Digitisation in banking | Balancing on the border
Digitisation in banking: a blind run or a well-thought-out pursuit?
In times of a pandemic, the borderline is extremely thin.
Until recently, only a few, usually the biggest players in the banking sector, undertook the time-consuming and often very costly digitisation process in banking. Today, in times of a pandemic, the term digitisation in the banking industry is ever-present and used by virtually everybody.
There would be nothing wrong with this if it were not for the fact that COVID-19 has forced financial institutions to accelerate significantly in this area, and the trap of digitisation in banking as an end in itself is lurking at every step. To avoid this trap, it is essential to focus not only on what effect digitisation in the banking industry should have but also on how to achieve it.
A pandemic in the eyes of the banking industry
Economic instability, the always present threat of lock-down and bad public sentiment have a negative impact on banking. Customer relations, which have so far been built mainly through bank branches' employees, are transferred to remote channels.
Customers are no longer as sentimental as they used to be, and the reason for changing their financial services provider can be mundane. To retain current customers and acquire new ones, banks have to start the quest for digitisation in the banking industry. There is a long way to go, and the time is short.
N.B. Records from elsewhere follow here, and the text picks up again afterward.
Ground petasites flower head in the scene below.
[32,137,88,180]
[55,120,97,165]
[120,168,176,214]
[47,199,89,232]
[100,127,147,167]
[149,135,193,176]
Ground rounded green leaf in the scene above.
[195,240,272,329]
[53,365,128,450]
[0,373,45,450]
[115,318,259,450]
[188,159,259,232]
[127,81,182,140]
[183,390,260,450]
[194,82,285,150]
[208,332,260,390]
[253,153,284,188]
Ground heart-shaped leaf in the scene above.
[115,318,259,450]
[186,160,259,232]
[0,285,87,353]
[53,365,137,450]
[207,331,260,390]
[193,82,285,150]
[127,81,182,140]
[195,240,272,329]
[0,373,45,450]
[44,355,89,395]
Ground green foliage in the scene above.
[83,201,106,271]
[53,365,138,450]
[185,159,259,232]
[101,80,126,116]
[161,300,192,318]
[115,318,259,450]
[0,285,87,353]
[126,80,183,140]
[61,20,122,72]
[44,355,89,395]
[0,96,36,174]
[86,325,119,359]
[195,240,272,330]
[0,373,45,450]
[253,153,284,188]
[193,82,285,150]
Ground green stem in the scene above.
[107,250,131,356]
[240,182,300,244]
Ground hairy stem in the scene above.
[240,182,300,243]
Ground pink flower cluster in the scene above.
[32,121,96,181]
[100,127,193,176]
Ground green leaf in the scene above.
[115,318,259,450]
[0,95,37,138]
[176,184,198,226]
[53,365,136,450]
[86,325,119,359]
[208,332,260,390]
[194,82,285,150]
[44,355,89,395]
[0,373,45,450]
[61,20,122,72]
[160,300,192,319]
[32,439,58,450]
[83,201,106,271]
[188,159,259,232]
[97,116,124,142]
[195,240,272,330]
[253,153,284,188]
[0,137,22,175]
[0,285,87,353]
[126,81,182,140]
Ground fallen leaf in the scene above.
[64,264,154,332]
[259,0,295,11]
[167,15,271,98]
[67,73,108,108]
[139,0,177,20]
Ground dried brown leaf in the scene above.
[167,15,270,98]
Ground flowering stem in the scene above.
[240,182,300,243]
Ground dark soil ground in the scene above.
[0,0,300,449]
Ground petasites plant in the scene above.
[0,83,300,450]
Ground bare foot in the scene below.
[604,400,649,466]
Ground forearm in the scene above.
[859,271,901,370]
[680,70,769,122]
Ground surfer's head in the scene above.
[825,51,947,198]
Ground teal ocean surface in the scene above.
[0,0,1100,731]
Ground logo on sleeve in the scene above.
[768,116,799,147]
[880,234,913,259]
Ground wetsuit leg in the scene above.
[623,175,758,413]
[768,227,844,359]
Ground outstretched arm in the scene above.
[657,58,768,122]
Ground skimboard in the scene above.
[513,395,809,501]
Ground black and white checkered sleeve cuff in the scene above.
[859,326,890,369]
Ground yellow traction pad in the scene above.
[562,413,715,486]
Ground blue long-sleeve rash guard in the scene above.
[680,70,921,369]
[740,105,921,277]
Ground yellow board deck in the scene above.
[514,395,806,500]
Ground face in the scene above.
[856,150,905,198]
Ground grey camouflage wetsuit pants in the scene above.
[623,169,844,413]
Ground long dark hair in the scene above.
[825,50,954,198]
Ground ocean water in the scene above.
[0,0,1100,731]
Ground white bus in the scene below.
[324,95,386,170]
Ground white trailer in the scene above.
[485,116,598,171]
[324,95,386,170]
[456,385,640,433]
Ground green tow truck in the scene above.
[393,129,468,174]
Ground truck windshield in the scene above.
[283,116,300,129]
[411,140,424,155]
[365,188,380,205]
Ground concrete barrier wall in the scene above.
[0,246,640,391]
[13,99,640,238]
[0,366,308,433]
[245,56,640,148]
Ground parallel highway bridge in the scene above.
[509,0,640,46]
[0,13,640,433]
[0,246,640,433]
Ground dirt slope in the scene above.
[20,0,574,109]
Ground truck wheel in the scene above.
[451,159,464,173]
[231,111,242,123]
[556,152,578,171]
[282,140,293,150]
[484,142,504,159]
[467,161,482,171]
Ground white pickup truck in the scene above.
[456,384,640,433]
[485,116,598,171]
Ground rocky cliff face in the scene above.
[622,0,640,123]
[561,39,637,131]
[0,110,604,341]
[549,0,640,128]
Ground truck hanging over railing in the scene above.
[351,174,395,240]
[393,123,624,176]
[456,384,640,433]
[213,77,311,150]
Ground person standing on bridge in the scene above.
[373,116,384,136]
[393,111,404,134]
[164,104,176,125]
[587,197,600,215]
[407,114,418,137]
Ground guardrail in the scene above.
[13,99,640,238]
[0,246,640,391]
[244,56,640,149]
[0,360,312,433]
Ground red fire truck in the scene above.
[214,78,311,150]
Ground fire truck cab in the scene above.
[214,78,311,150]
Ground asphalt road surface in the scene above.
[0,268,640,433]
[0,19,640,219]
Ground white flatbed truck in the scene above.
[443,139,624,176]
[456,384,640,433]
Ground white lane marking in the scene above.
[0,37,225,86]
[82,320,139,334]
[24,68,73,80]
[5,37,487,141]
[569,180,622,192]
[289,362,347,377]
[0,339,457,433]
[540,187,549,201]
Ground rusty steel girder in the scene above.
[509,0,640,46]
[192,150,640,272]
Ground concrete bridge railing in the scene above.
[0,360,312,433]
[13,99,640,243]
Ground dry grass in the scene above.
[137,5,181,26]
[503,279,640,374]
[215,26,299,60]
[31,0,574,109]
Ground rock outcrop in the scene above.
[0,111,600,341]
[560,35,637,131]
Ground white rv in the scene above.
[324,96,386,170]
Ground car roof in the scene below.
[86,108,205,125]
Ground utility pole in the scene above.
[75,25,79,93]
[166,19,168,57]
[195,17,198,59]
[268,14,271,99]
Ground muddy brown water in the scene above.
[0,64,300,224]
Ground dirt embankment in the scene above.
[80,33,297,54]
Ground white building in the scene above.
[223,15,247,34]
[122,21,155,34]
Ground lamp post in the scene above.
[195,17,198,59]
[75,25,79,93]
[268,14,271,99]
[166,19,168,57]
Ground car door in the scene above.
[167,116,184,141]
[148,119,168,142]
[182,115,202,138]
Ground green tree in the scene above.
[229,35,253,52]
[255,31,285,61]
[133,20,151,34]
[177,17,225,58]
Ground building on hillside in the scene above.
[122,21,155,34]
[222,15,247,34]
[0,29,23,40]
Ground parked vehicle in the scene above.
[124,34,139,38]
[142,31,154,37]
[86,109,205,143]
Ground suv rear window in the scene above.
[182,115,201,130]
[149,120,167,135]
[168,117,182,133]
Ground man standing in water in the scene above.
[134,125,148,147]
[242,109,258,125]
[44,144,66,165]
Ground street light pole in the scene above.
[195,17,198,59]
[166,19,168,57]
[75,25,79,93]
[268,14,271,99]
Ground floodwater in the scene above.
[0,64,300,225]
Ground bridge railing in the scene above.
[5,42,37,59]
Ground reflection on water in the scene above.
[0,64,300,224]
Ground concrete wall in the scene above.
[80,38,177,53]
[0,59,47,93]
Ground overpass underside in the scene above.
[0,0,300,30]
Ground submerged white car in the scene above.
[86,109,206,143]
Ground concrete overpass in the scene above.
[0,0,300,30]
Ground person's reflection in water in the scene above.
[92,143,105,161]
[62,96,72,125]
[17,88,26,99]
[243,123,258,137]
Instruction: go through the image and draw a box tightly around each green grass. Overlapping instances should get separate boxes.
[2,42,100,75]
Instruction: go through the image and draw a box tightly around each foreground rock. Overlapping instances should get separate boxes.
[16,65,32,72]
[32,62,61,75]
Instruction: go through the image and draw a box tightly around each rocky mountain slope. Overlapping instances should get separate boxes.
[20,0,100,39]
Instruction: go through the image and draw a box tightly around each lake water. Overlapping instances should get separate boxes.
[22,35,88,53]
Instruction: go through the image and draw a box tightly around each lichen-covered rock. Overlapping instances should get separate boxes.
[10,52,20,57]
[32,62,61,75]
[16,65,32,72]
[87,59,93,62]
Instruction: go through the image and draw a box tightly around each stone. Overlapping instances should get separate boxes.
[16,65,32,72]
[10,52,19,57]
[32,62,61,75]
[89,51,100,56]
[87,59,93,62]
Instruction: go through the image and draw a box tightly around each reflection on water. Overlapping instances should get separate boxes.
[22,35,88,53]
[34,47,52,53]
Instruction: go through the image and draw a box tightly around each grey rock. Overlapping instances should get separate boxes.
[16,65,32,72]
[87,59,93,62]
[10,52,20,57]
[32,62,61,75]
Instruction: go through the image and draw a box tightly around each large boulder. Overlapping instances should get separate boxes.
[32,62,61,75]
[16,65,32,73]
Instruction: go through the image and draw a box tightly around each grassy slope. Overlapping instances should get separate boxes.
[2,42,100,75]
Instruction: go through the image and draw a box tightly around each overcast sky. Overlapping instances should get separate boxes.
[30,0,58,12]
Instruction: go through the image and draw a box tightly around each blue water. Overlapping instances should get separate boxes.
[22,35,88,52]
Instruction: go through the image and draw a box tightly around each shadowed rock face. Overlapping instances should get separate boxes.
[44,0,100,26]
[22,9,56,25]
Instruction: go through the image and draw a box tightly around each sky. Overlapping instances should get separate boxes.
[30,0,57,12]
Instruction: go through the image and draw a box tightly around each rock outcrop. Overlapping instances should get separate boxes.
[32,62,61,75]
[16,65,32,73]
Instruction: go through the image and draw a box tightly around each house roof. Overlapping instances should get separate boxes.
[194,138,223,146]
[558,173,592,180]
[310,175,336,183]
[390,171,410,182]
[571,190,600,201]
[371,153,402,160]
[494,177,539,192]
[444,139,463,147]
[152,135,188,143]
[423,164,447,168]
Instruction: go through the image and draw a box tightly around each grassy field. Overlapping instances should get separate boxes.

Such pressure is favourable for good, well-informed decision making.
More than micro, not yet large
Susceptibility to error can be particularly strong in banks building strategies to increase market share in the SME segment if that strategy is based not so much on creating a deposit or credit offer but rather on extending the functions of electronic banking.
Although the differences between the needs of SME and corporate clients are blurring - both of them are now interested in obtaining funds for trade activities or debt recovery - you just cannot offer both of them the same products. SMEs' expectations are entirely different from those of the big players: intuitive and automated processes, short time to launch a service or ease of use of interfaces. The critical factor is user experience; if it is not satisfying, they may decide to choose another bank's offer.
Business management centre
Today, we can hear better and better the voice of small and medium-sized enterprises demanding business intelligence and AI solutions. Solutions that help analyse current and future cash flows, obtain data from financial and accounting systems to prepare input for bank scoring mechanisms, or gather information about accounts in various banks and make payments from these accounts from one place.
The most innovative e-banking IT tools available on the market support financial institutions in defining needs and recognising subtle differences in customer segments' expectations. Moreover, they allow for the creation of an ecosystem of services, thanks to which it is possible to comprehensively manage a business using one tool - electronic banking - and in only one place. This is the right digitisation in the banking industry.
100 trillion on the table
The World Economic Forum reports that by 2025, the digital transition will add US$ 100 trillion to the world economy. According to The Financial Brand, 75% of the world's organisations indicate digital banking's transformation as the top priority for 2021, and 88% expect to improve customer experience and build the customers' involvement.
However, the line between effective and bad ideas is extremely thin. McKinsey reports that 70% of digital transitions fail - mainly due to low employee involvement, inadequate management support and, above all, focusing on 'what' to achieve rather than 'how' to do it.
Digitisation in banking is not an objective for its own sake. It is a path that should give predefined and expected results if it's followed. Otherwise, McKinsey's numbers will grow worryingly.